Benim bildiğim, Galatasaray’ın sarı rengi, skalada “pantone 116” ile tanımlanıyordu. Yeniden baktım: Pantone code 1235 hex code fcb 514 tanımını gördüm. Kurucu Başkan Ali Sami Yen’in tercihi, turuncuya çalan sarı imiş. Bir dönem kırmızı da tartışıldı ama o renkte sorun yok.Sarıya dönersek… Galatasaray formasında artık sarıyı göremiyorum. Oysa onu renkdaşlarından ayıran en önemli özellik sarının tonu. Sarı gitmiş, resmen turuncu gelmiş. Ali Sami Yen’in tercihini abartmışlar. Turuncu Kırmızılı takım olmuşlar. Bazı dostlar başka şeyler de söylüyor ya, neyse!..Ey Aslan… Kükre ve renklerine dön!
2x2 Dört eder: Halil U.Meler
Sergen Hoca’ya küçük bir eleştirim var: Fenerbahçe (1-1) maçından sonra “Bu hakemi bir daha görmek istemiyoruz” diyerek FİFA kokartlı Halil Umut Meler’e doğrudan cephe aldı: “Hakem arkadaştan hiç memnun değiliz. Halil Umut Meler rakibi oyuna ortak etmek için her şeyi yaptı. İnşallah bir daha kendisini Beşiktaş maçlarında görmek istemiyoruz. Ortadan yöneten, gördüğünü çalan arkadaşlar gelirse çok iyi olur...”Fenerbahçe’nin faulü bir taktik tercihiyle seçtiğini yazdım. Sergen Yalçın yakınabilir. Ama yine de Meler’i “rakibi oyuna ortak etme gayreti” ile eleştirmesini doğru bulmuyorum. Meler, oyunu matematik doğrularla yönetmeye çalışan bir hakem. Hatalı kararları olabilir. Ancak “istenmeyen hakem” söylemi yanlış. Bu işi başkan ve yöneticiler yapar. Kaldı ki onlar da yapsa yanlış.
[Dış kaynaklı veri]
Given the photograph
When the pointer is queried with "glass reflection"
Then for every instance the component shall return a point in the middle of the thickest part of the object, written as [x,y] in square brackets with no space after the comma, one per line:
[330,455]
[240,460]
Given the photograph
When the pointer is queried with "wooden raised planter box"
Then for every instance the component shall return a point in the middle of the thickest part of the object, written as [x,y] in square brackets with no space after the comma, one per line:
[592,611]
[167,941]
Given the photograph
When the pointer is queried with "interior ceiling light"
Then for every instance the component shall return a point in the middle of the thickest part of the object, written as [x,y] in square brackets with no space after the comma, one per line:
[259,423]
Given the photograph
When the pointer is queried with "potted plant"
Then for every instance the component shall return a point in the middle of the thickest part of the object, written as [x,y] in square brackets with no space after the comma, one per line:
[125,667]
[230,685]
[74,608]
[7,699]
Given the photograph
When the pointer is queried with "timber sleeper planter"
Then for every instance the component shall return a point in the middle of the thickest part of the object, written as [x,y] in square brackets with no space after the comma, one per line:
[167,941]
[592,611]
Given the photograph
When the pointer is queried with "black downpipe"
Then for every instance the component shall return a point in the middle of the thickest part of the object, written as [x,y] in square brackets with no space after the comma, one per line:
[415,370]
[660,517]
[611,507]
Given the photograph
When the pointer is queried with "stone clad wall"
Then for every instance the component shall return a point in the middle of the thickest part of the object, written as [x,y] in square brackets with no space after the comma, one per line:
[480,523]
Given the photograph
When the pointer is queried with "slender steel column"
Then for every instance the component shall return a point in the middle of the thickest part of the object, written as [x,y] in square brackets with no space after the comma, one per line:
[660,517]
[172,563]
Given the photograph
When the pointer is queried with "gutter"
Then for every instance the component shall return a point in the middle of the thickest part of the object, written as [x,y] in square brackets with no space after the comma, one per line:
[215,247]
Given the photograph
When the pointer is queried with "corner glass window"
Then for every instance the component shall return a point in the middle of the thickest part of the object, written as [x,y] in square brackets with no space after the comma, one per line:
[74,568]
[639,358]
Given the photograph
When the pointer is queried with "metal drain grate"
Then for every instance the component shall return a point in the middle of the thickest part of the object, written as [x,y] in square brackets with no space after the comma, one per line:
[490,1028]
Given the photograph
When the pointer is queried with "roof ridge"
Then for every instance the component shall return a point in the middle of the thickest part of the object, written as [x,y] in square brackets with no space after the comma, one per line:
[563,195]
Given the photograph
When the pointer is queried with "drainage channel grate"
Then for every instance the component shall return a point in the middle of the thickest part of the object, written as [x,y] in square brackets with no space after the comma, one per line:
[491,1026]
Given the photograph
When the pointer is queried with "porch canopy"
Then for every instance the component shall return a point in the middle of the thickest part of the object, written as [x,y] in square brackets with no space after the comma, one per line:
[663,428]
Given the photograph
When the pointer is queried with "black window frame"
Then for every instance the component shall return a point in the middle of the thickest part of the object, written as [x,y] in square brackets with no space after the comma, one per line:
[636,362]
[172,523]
Bu salonun adı ne, bilen var mı?
Aslı Çakır Alptekin, 2012’de hepimizi gururla ağlatarak Londra’dan olimpiyat altın madalyasıyla döndüğünde Ataköy’deki atletizm salonuna adı verildi, alkışladık.Sonra araya doping ayıpları girdi. İki atletimizin altın ve gümüş madalyaları geri alındı. Oyunlardan diskalifiye edildiler. Utandık. Salonun adı “Aslı Çakır Alptekin” silindi. Bugün yavan bir adı var: TAF Atletizm Salonu. 2023 Avrupa Salon Atletizm Şampiyonası burada yapılacak. Bu yavan isme itiraz ediyorum: Türk atletizminde ayıpsız, onurlu o kadar ağabeylerimiz ve ablalarımız var ki onlardan birinin adı verilse şu salona, kimse itiraz etmez. Genç kuşaklara örnek olur. Popülizm olmaz ama, iyi, güzel ve doğru olur!.